Qu’en est-il alors de nos Églises modernes? De la vôtre? De la mienne? Elles ne seront des Églises véritables et conformes à leur vocation qu’à condition de détenir et d’exercer fidèlement ces deux moyens-là. Qu’en font-elles? Prêchent-elles l’Évangile, administrent-elles correctement les sacrements du Baptême et de la sainte Cène? Exercent-elles une ferme discipline ecclésiastique, avec soin, ainsi qu’elles ont été appelées à le faire? Il est fort à craindre que toutes les Églises ne puissent pas résister à un scrutin de ce genre. Il est évident que de très nombreuses Églises ont simplement perdu le pouvoir des clés. Aussi, sont-elles bien loin du Royaume. Peut-être conservent-elles encore des apparences, peut-être ont-elles encore des organisations magnifiques et disposent-elles d’une bureaucratie admirablement huilée. Peut-être se vantent-elles d’avoir de brillants théologiens et des orateurs de très grand talent. Ou encore possèdent-elles des ressources financières et matérielles qu’on pourrait leur envier; peu importe, sans les clés en question elles ont simplement cessé d’être l’Église de Jésus-Christ destinée à hériter de son Royaume. Leur pouvoir apparent n’est qu’une puissance mondaine, mais certainement pas l’autorité que le Christ confère à l’Église véritable.

Les chrétiens parlent et s’affligent beaucoup ces temps-ci de la dégradation des mœurs, de la corruption de la société, de la lamentable condition morale et spirituelle de la société moderne.

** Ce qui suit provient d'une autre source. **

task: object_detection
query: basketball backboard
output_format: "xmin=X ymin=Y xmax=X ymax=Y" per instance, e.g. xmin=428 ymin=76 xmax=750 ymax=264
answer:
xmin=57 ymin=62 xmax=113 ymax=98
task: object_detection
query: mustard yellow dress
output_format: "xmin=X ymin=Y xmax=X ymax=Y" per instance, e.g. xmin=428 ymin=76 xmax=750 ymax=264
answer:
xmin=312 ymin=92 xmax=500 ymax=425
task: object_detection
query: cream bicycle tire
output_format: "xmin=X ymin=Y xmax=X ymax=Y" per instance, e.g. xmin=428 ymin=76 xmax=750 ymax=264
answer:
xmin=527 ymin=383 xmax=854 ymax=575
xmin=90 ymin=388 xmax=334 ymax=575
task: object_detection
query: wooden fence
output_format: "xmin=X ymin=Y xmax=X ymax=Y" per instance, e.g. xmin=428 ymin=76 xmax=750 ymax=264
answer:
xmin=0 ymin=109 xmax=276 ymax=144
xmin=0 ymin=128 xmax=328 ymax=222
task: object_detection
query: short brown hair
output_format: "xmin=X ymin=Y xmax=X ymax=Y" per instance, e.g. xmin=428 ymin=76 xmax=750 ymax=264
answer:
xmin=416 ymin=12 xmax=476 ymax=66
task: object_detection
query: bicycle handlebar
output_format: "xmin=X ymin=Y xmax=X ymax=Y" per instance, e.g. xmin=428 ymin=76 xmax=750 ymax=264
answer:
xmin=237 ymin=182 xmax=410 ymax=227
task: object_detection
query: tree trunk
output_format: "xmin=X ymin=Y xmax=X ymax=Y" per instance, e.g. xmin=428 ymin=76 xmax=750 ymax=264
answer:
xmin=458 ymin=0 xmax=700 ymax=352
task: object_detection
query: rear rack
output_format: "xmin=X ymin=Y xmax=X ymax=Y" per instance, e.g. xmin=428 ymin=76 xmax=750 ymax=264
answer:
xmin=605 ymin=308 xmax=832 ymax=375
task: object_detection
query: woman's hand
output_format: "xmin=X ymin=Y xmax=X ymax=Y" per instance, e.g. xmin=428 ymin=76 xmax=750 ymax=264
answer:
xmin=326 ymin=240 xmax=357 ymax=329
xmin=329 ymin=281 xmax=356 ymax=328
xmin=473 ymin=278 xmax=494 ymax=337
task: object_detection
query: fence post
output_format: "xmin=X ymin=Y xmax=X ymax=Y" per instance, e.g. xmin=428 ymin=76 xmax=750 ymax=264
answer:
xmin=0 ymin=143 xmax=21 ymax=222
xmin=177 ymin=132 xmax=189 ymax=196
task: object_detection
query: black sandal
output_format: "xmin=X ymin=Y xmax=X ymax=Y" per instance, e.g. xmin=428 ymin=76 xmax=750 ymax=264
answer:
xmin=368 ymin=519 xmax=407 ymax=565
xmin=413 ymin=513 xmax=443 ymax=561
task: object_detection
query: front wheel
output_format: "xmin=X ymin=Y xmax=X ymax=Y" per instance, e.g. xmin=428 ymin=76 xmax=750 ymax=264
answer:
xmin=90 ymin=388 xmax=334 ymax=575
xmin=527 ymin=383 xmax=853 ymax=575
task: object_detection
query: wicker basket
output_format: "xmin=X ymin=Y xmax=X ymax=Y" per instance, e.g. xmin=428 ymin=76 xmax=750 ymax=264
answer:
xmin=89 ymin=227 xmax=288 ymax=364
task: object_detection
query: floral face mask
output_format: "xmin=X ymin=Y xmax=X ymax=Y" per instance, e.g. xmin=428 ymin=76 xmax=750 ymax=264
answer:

Ils s’étonnent aussi que les Églises n’aient plus d’impact et n’annoncent pas le pouvoir régénérateur de l’Évangile du Christ. Mais que peut-on attendre d’une Église qui a tout bonnement perdu les clés du Royaume? Leur modernité les a carrément rendues aveugles. Leurs discours remplacent l’annonce de l’Évangile, leurs programmes sociopolitiques se sont substitués au salut par la foi en Jésus-Christ. Quant à l’exercice d’une discipline ecclésiastique, n’en parlons pas! Les vieilles luxures et immoralités sont tolérées au nom de l’amour et de la liberté chrétienne. Honnis soit qui mal y pense! Aimez et « faites l’amour » même en dehors du mariage, même avec des partenaires du même sexe, ou encore à plusieurs…

Les chrétiens « dans le vent » les tolèrent et même les acceptent ouvertement « comme une dimension de la vie et de l’amour ». Quel pouvoir une telle Église peut-elle exercer sur le monde? Comment peut-elle s’attendre à apporter la puissance du salut à un monde en pleine décadence quand elle participe elle-même par son exemple et son enseignement à cette corruption?

Des mots tels que renouveau et réveil résonnent ici et là. En dépit de tant de campagnes de réveil et de tant d’effervescence, nous devons admettre que le réveil spirituel n’a pas encore éclaté. Certes, les statistiques ajouteront quelques convertis par-ci, par-là. Mais le réveil profond, la nouvelle réforme tant espérée ne sont pas là. Qu’est-ce qui l’en empêche? Quel en est l’obstacle majeur? C’est à la lumière de notre texte que nous trouverons la réponse correcte. Il n’y a que le pouvoir des clés qui fera naître le renouveau spirituel dans l’Église. Dois-je rappeler que certaines campagnes de réveil ont été organisées en dehors de l’Église? Peu étonnant qu’elles n’aient pas touché le corps de Jésus-Christ. Les groupements ecclésiastiques qui œuvrent pour le réveil, en dépit de leurs bonnes intentions, font fausse route. Ils doivent ou bien réintégrer l’Église, cessant de devenir des « communautés sauvages », ou bien constituer carrément une nouvelle Église pour ne pas rester des communautés marginales permanentes.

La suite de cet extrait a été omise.